The lowest record yet of Antarctic Sea ice has shown that its rapid decline due to global warming is cyclical – and is bound to drop again soon
Though Antarctic Sea ice varies in extent in yearly cycles, long term figures show that sea ice has plunged to a record low of 1.9 million square kilometres in 2022.
Having hit a record high not long before this analysis – 12.8 km2 in 2014 – it only took five years for these numbers to drop 30% even lower.
The extent of sea ice in the Arctic has been rapidly declining due to global warming and the melting of ice caps. However, at the Earth’s other pole, Antarctic Sea ice has been on an increasing trend of about 1% a decade since the late 1970s – with significant variations from year to year and substantial regional differences too.
“Sea ice is whiter than the dark unfrozen sea, thus there is less reflection of heat and more absorption. which in turn melts more sea ice, producing more absorption of heat, in a vicious cycle.”
The reasons for the variability of Antarctic Sea ice are complicated, and various mechanisms have been proposed to try and track these processes through satellite observation since 1979.
The new record shows for the first time the sea ice extent shrank to below 1.9 million square kilometres – a far cry from its highest extent of almost 13 million km2 years prior.
Antarctic sea ice has dropped by up to 0.17 million km2 in recent years
Published in the journal Advances in Atmospheric Sciences, researchers noted an abnormality in the Antarctic sea ice back in 2017, when the southern hemisphere experienced a record minimum extent of sea ice. Five years since then, this decline has been occurring again.
The data showed that ice cover was much lower in the Bellingshausen/Amundsen Seas, the Weddell Sea and the western Indian Ocean sector, leading a group of researchers to find out why this was occurring.
Researchers at Sun Yat-sen University and Southern Marine Science and Engineering Guangdong Laboratory in China used a sea-ice budget analysis, using data on daily sea ice concentration – which is the per cent of an area that is covered by sea ice – between 1979 and 2022.
They also used a daily and weekly sea-ice drift inventory from 1979 to 2022 from the National Snow and Ice Data Center (NSIDC) to further their findings.
The sea ice budget analysis explains impact of climate change
A sea-ice budget analysis involves a consideration of the number of inputs versus outputs of the sea-ice system, in consideration of global warming.
Essentially, the sea ice that was added and that which was lost, alongside both the dynamics – including advection and divergence contributions – and the thermodynamics – which are processes concerning freezing and melting – affect this.
Carried out to analyse the melting seasons, and then connect this to atmospheric circulation over the same periods, the sea-ice budget analysis found that in the summertime, it is the thermodynamics that causes the sea ice to melt.
This occurs through anomalies in the transport of heat toward the pole in the Bellingshausen/Amundsen Seas, the western Pacific Ocean, and the eastern Weddell Sea in particular.
Additionally, an increase in infrared radiation and visible light – due to positive feedback of albedo, or the ‘whiteness’ of a surface – has changed the ice extent too.
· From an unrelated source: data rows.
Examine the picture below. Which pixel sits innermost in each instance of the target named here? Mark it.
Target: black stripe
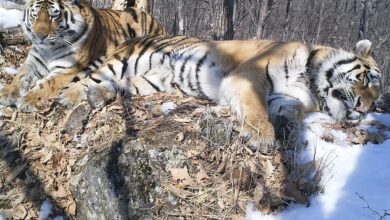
(42, 64)
(133, 14)
(72, 17)
(182, 68)
(142, 52)
(155, 87)
(136, 90)
(310, 58)
(66, 20)
(57, 67)
(269, 77)
(111, 68)
(95, 80)
(197, 70)
(64, 55)
(286, 69)
(93, 64)
(151, 25)
(125, 65)
(354, 68)
(130, 31)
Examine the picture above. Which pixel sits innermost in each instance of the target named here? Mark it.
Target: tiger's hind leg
(286, 114)
(245, 91)
(98, 94)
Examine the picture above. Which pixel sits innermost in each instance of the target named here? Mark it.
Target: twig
(386, 212)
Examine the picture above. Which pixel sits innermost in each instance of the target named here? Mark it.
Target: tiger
(269, 85)
(66, 36)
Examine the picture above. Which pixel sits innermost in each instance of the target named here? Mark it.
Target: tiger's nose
(42, 36)
(361, 107)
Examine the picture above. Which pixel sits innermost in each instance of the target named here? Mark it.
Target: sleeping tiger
(270, 85)
(66, 36)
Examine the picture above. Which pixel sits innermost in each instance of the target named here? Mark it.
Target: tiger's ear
(363, 48)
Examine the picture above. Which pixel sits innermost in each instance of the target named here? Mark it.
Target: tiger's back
(66, 36)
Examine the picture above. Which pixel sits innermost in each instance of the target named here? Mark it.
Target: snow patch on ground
(357, 176)
(10, 18)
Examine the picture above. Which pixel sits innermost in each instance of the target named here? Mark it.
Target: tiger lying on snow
(268, 84)
(66, 36)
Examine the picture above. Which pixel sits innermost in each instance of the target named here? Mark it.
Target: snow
(356, 182)
(10, 18)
Research shows that the whiter it is, the greater the reflection of such radiation, and the darker, the greater the absorption.
Both thermodynamics and dynamics contribute to the status of sea ice extent in the spring, which may explain the differences in sea ice extent over different time periods.
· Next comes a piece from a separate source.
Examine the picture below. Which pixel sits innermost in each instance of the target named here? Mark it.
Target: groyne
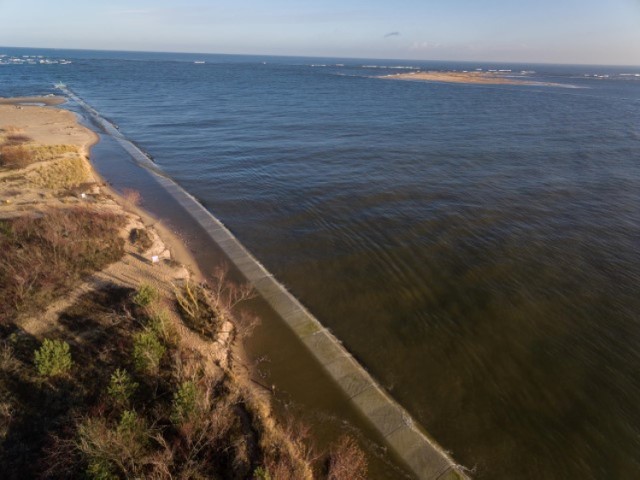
(408, 440)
In addition to the above thermodynamic processes, the dynamics of ice loss in the Amundsen Sea see a northward ice motion that pushes more ice to the lower latitudes towards the tropics thus increasing melting, additional to global warming, especially in the Amundsen Sea and the Ross Sea.
Climatologist Qinghua Yang, a co-author of the study, said: “Sea ice is whiter than the dark unfrozen sea, thus there is less reflection of heat and more absorption. which in turn melts more sea ice, producing more absorption of heat, in a vicious cycle.”
Sea ice extent was around 30% lower than the average across the 1981-2010 period
The researchers noted that according to data from the US National Oceanographic and Atmospheric Administration (NOAA), the new record Antarctic sea-ice extent minimum occurred at the same time as a combination of La Niña and a positive Southern Annular Mode (SAM) – other weather patterns which occur on a large scale globally.
The SAM is a belt of strong westerly winds or low pressure that surrounds the continent, moving north or south, while La Niña is a weather pattern of powerful winds that blow warm ocean surface water from South America to Indonesia in the tropics.
Both weather extremes accumulate the Amundsen Sea Low (ASL) (which is a centre of low atmospheric pressure centre over the far south of the Pacific Ocean and off the coast of West Antarctica).
This impacts the result as researchers found that all the atmospheric impacts on the sea-ice extent anomalies originate with the intensity and position of the Amundsen Sea low.
Jinfei Wang, one of the other authors of the paper, said: “If tropical variability is having such an impact, it’s that location that needs to be studied next.”